Helping fintech and banking to understand other side of the desk

Lawyering between two worlds

This is one of three articles recently posted concerning the coming together of fintech and banking, through partnerships and otherwise. You can find links to the other articles at the end of this one.—Steve Cocheo, executive editor and digital content manager

Bankers have grown used to doing business in a thicket full of laws and regulations. Fintech companies, stressing innovation and agility, don’t want to live in the thicket.

“Entrepreneurs are terrified of all this,” says Veronica McGregor, partner in the San Francisco office of Goodwin Procter LLP. McGregor’s own father is, as she describes him, a serial entrepreneur. Between family background and a career increasingly devoted to working with fintech firms as well as banks, McGregor has learned how to help both sides understand the other.

Such understanding grows more critical as fintech and banking begin to think more in terms of partnership, white labeling, or, at least, “coopetition.”

“My job is helping banks deal with cowboys, and helping cowboys deal with dinosaur banks,” says McGregor. On the fintech side she has worked with everything from “two guys in a garage” with nearly no capital to major tech corporations.

“It’s in the DNA of an entrepreneur to approach things from the viewpoint of ‘What problem am I trying to solve?”,” says McGregor, who was a banking lawyer before reaching out to fintech firms as well. “And I come along and throw a problem into their problem solving.”

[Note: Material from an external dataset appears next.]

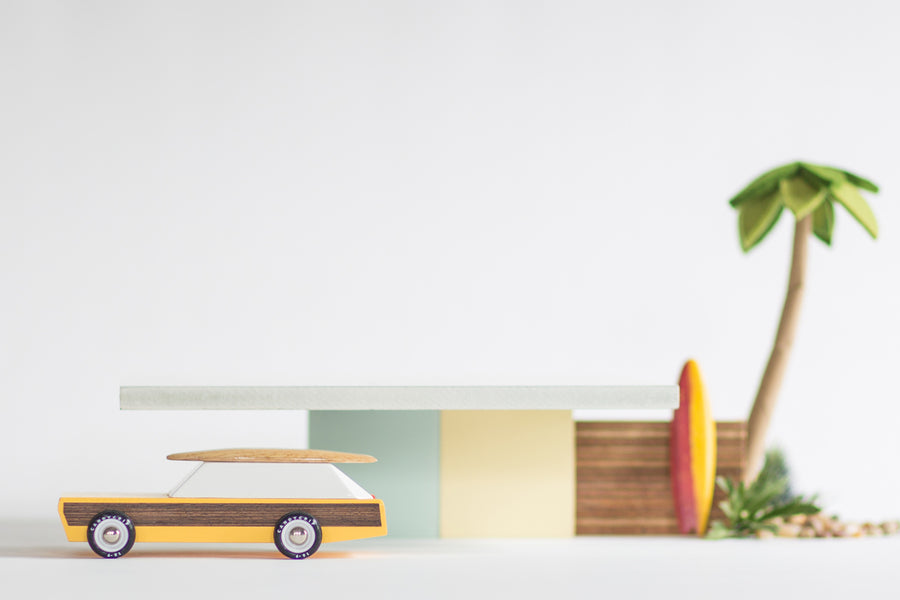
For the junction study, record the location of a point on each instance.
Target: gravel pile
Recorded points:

Banking Exchange interviewed McGregor during the recent Money 20/20 2016 Conference.

It is what it is—not what you choose to call it

Compliance, from the “alphabet regs” to newer forms such as UDAAP, comes with the territory in every aspect of banking. But McGregor regularly sees wishful thinking among fintech players who come to her for early advice. Sometimes they are in denial that what they want to do falls under the regulatory tent.

Entrepreneurs come up with fresh ways to describe what they offer through websites and apps—to avoid regulation—but basic financial functions are what they are. A deposit is a deposit, a loan is a loan, no matter what you name it. So when McGregor meets with would-be players, she often must douse them with cold water.

“It’s not what you call yourself,” she explains, “it’s what you are doing. Are you engaging in a regulated activity?”

If the firm is, then it has to worry about licensing, compliance—anything touching on the proper conduct of that activity.

On the other hand, in spite of the image—and perhaps self-image—of fintech as a modern Wild West of untrammeled rugged individualism, McGregor periodically has to cry “stop.”

“I look at their proposal,” she explains, “and I may have to say, ‘You can do what you want to do, but you can’t do it that way.”

Presenting the bank side

McGregor says that she’s often in the role of a sort of marriage counselor, helping banks and fintechs to understand each other.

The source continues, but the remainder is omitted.